I'm developing an application using Java Opencv-2.4.4 and swing GUI. Problem is that I'm unable to find any solution, that shows efficient way how to print processed image (saved in Mat object) to java swing GUI. For this moment I'm using this clumsy solution:
javax.swing.JLabel outputImage;
outputImage.setIcon(new javax.swing.ImageIcon("/home/username/Output.png"));
private void sliderStateChanged(javax.swing.event.ChangeEvent evt) {
.
.
Mat canny; // Here is saved what I want to plot
String filename = "/home/username/Output.png";
Highgui.imwrite(filename, canny); // write to disk
outputImage.setIcon(new ImageIcon(ImageIO.read(new File(filename)))); //update Icon
.
.
}
When user changes some values, inputs etc ., in GUI I have to overwrite Output.png on disk and update jLabel with new image from disk.
Is there any more elegant / efficient solution to this ? Is it posible to plot or convert Mat object directly to Canvas or Image or anything that is printable as image in swing ?
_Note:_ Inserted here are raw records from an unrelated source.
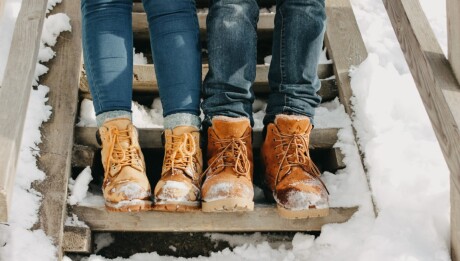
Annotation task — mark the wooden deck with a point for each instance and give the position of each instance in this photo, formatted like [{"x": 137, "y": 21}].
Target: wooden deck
[{"x": 264, "y": 217}]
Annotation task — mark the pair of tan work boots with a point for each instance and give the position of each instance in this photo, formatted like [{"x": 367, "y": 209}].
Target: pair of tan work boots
[{"x": 290, "y": 174}]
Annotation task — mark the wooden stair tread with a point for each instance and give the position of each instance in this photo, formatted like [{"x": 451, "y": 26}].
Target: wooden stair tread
[
  {"x": 151, "y": 138},
  {"x": 263, "y": 218}
]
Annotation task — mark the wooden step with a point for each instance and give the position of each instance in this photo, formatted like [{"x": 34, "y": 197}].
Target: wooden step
[
  {"x": 145, "y": 81},
  {"x": 151, "y": 138},
  {"x": 263, "y": 218},
  {"x": 77, "y": 239}
]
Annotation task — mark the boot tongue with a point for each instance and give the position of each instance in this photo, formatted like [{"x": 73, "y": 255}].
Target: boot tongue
[
  {"x": 121, "y": 124},
  {"x": 179, "y": 130},
  {"x": 292, "y": 124},
  {"x": 226, "y": 127}
]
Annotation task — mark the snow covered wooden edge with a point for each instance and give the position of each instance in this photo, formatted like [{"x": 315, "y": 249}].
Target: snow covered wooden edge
[
  {"x": 438, "y": 88},
  {"x": 144, "y": 80},
  {"x": 15, "y": 92},
  {"x": 263, "y": 218}
]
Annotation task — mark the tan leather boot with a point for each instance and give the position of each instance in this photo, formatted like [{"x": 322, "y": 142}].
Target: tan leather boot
[
  {"x": 179, "y": 186},
  {"x": 126, "y": 187},
  {"x": 289, "y": 171},
  {"x": 228, "y": 185}
]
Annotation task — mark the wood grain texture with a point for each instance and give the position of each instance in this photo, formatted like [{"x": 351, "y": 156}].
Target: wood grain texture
[
  {"x": 151, "y": 138},
  {"x": 453, "y": 33},
  {"x": 15, "y": 91},
  {"x": 263, "y": 218},
  {"x": 77, "y": 240},
  {"x": 344, "y": 44},
  {"x": 145, "y": 80},
  {"x": 56, "y": 149},
  {"x": 346, "y": 48},
  {"x": 438, "y": 88}
]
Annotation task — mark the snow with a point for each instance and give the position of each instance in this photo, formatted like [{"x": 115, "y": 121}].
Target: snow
[{"x": 404, "y": 164}]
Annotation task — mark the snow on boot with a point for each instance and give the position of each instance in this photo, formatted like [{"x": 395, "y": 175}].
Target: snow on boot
[
  {"x": 126, "y": 187},
  {"x": 228, "y": 185},
  {"x": 290, "y": 173},
  {"x": 179, "y": 186}
]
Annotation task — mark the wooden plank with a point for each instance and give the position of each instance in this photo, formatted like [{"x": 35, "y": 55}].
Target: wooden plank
[
  {"x": 2, "y": 8},
  {"x": 263, "y": 218},
  {"x": 438, "y": 88},
  {"x": 56, "y": 150},
  {"x": 453, "y": 33},
  {"x": 145, "y": 81},
  {"x": 151, "y": 138},
  {"x": 344, "y": 44},
  {"x": 15, "y": 92},
  {"x": 454, "y": 220},
  {"x": 346, "y": 48},
  {"x": 77, "y": 240}
]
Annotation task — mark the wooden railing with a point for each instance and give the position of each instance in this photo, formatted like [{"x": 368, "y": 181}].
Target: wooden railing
[
  {"x": 15, "y": 92},
  {"x": 435, "y": 77}
]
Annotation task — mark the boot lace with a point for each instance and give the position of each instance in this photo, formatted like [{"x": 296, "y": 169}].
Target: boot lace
[
  {"x": 232, "y": 153},
  {"x": 121, "y": 151},
  {"x": 295, "y": 153},
  {"x": 180, "y": 154}
]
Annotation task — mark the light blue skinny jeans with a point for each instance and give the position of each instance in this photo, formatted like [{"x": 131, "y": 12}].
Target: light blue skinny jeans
[
  {"x": 108, "y": 53},
  {"x": 232, "y": 46}
]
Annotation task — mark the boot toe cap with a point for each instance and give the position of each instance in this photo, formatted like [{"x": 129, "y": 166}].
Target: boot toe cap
[
  {"x": 223, "y": 190},
  {"x": 127, "y": 191},
  {"x": 296, "y": 199}
]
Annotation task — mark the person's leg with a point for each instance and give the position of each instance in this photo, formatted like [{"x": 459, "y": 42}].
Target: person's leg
[
  {"x": 107, "y": 46},
  {"x": 228, "y": 97},
  {"x": 108, "y": 54},
  {"x": 290, "y": 174},
  {"x": 176, "y": 49},
  {"x": 232, "y": 49},
  {"x": 297, "y": 44}
]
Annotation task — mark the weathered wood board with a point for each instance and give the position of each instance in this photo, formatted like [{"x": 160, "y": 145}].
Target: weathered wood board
[
  {"x": 438, "y": 88},
  {"x": 263, "y": 218},
  {"x": 56, "y": 149},
  {"x": 15, "y": 91}
]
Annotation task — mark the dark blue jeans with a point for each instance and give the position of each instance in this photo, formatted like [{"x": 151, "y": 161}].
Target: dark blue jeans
[
  {"x": 108, "y": 53},
  {"x": 232, "y": 47}
]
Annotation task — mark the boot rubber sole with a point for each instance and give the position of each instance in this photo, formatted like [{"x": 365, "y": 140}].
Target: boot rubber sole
[
  {"x": 129, "y": 206},
  {"x": 228, "y": 205},
  {"x": 303, "y": 213},
  {"x": 176, "y": 206}
]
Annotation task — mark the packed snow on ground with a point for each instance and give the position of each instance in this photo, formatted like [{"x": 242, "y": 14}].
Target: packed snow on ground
[{"x": 405, "y": 167}]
Yes there is more elegant way to do it. You can concert Mat to BufferedImage type and then just Load it with swing. The code to convert it to Buffered image is:
Mat image_tmp = your image
MatOfByte matOfByte = new MatOfByte();
Highgui.imencode(".jpg", image_tmp, matOfByte);
byte[] byteArray = matOfByte.toArray();
BufferedImage bufImage = null;
try {
InputStream in = new ByteArrayInputStream(byteArray);
bufImage = ImageIO.read(in);
} catch (Exception e) {
e.printStackTrace();
}
And then you just can paint it in your GUI object:
g.drawImage(bufImage , 0, 0, null);
where g is of type Graphics
Hope this helps.
jpeg encoding is interesting, but there are a couple problems:
public Image toBufferedImage(Mat m){ int type = BufferedImage.TYPE_BYTE_GRAY; if ( m.channels() > 1 ) { type = BufferedImage.TYPE_3BYTE_BGR; } int bufferSize = m.channels()*m.cols()*m.rows(); byte [] b = new byte[bufferSize]; m.get(0,0,b); // get all the pixels BufferedImage image = new BufferedImage(m.cols(),m.rows(), type); final byte[] targetPixels = ((DataBufferByte) image.getRaster().getDataBuffer()).getData(); System.arraycopy(b, 0, targetPixels, 0, b.length); return image; }
This is a readymade solution for Imshow()
equivalent in Java OpenCV Its simple to use. API will look like:
Imshow im = new Imshow("Title");
im.showImage(matimage);
Visit here https://github.com/master-atul/ImShow-Java-OpenCV
This is a better solution as you don't store the image into disk and read again. Hence it reduces the overhead of reading from a disk and thus is faster.